Wow. Ist wohl nix mit Hintern treten? Disziplin ist die Kunst, also nicht nur Handwerk. Nicht nur Aufgabenlisten, nicht nur verplante Zeit auf Minutenebene, nicht nur die Fähigkeit der Abspaltung emotionaler Anteile, die einen dann einfach nicht mehr spüren lassen, dass man etwas macht, was einem eigentlich auf die Nerven geht. Dinge die man tun muss gerne tun. Das ist schon ganz schön schwer. Aber packen wir’s an. Ein paar Beispiele gefällig? OK: Da wären zunächst die Arbeitsmittel. Ich stelle fest, dass mir manche Arbeiten wesentlich mehr Spaß machen, wenn die Arbeitsmittel, die ich dafür nutze einfach schön und gut nutzbar sind. Nicht umsonst bin ich von PC auf Apple umgestiegen. Da macht sogar die Aufgabenliste doppelt so viel Freude (ich nutze übrigens die Applikation Things für iphone & Mac). Oder die Stifte für das Beschreiben von Flipcharts oder, oder, oder. Im Prinzip gilt das für jedes Werkzeug, das ich mehr als einmal im Jahr gebrauche bis zu meinem Lieblingsstift für Konzepte auf meinem Schreibtisch in München. Was? Zu banal? Bitte schön, weitere Ideen: Mir fällt es manchmal leichter stupide Arbeiten im Dialog zu führen. So haben wir nun für die vorbereitende Buchhaltung eine gute Fee, die uns dabei hilft. OK, sie macht schon ziemlich viel von dem Papierkram und ich habe einfach mehr Zeit für wesentliche Dinge (und Kunden). Aber wir sprechen schon auch über ihre Arbeit. Und siehe da, es macht auf einmal mehr Spaß das mit einem freundlichen Menschen zu erledigen. Noch mehr Beispiele? Rufen Sie mich an und vereinbaren Sie einen Coaching-Termin ;-)

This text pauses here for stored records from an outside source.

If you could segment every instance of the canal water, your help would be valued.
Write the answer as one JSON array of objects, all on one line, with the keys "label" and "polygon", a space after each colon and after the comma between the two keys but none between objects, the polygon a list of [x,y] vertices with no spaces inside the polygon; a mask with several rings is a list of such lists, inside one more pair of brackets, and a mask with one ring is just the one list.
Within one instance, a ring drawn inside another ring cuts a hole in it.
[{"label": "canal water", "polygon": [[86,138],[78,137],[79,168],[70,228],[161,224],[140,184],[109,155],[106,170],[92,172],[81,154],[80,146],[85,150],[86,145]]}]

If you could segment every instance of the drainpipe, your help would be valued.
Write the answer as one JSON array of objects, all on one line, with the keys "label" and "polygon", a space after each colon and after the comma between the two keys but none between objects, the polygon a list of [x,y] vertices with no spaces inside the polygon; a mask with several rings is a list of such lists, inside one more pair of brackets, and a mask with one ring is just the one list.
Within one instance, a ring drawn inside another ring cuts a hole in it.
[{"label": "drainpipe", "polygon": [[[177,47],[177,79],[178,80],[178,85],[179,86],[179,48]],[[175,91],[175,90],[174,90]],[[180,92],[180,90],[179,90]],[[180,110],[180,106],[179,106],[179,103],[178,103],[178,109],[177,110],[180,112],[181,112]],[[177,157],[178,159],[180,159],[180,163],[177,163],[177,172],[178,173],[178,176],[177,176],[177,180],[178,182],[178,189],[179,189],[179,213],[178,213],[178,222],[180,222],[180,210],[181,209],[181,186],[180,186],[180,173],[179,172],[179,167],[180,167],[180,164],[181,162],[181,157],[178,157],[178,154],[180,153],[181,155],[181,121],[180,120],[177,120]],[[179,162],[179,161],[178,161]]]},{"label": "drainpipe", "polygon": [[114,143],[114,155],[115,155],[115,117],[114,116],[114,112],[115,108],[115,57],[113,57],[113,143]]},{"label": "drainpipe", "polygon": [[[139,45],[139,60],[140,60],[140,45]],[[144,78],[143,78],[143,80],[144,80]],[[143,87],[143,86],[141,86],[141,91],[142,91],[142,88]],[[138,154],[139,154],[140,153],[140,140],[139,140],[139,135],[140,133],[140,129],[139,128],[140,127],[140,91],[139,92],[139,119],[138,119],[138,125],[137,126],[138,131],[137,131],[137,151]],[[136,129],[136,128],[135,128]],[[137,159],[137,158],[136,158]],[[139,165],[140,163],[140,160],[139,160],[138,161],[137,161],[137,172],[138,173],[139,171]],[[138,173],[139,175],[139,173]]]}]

Das war’s schon? Nein, halt, stopp: Da ist noch was. Und zwar meine Meinung: Spätestens mit dem 18ten Lebensjahr ist die Verantwortung für unsere eigene Erziehung auf uns übergegangen. Wir sind also unsere eigenen besten Erziehungsberechtigten. Und das mit 18 Jahren. Dumm nur, dass uns die Schule das nicht wirklich beigebracht hat, wie wir uns am besten selbst beeltern. Und so überlassen wir das dann auch irgendwann anderen: Dem Ehemann, der Ehefrau, dem Chef, dem Kollegen, einem Freund / einer Freundin oder schlimmstenfalls den eigenen Kindern. Selbst der Hund geht mit uns spazieren und nicht umgekehrt. Es muss jedem von uns klar werden, dass wir diejenigen sind, die unser Lernen und die Führung durch das Leben in die Hand nehmen sollten. Wenn es nicht gelingt oder man es nicht wirklich selber glaubt, lässt sich viel mit den eigenen Glaubenssätzen daran arbeiten bis das besser klappt. Solange die Kontrolle darüber bei anderen liegt, wird Disziplin etwas sein, was andere einem beibringen und nicht man selbst. Wer sich jetzt ein wenig ertappt fühlt dem gebe ich noch einen Rat (also etwas, was man normalerweise nicht von Coaches bekommt): Denke sie diese Tatsache öfter einmal durch. Erinnern Sie sich. Durch Kärtchen in Hosentaschen oder Post-its am Spiegel oder im Notizbuch. Je öfter Ihnen dieser Sachverhalt klar wird, desto eher wird sich etwas ändern. Und: Lernen Sie. Lesen Sie Bücher. Besuchen Sie Seminare. Nicht nur weil ich selbst Seminare anbiete. Ich besuche jedes Jahr selbst welche...So, falls Sie sich immer noch gerne ein wenig fremd steuern wollen, geben Sie wenigstens das Ziel vor. Die effektivste Erinnerung steht oftmals nicht in ihrem Kalender oder ihrer Aufgabenliste, sondern steht auf 2 Beinen vor ihnen. Und ich meine nicht nur ihre Frau oder ihr Mann am Hochzeitstag, wenn sie ihn mal wieder vergessen haben ;-)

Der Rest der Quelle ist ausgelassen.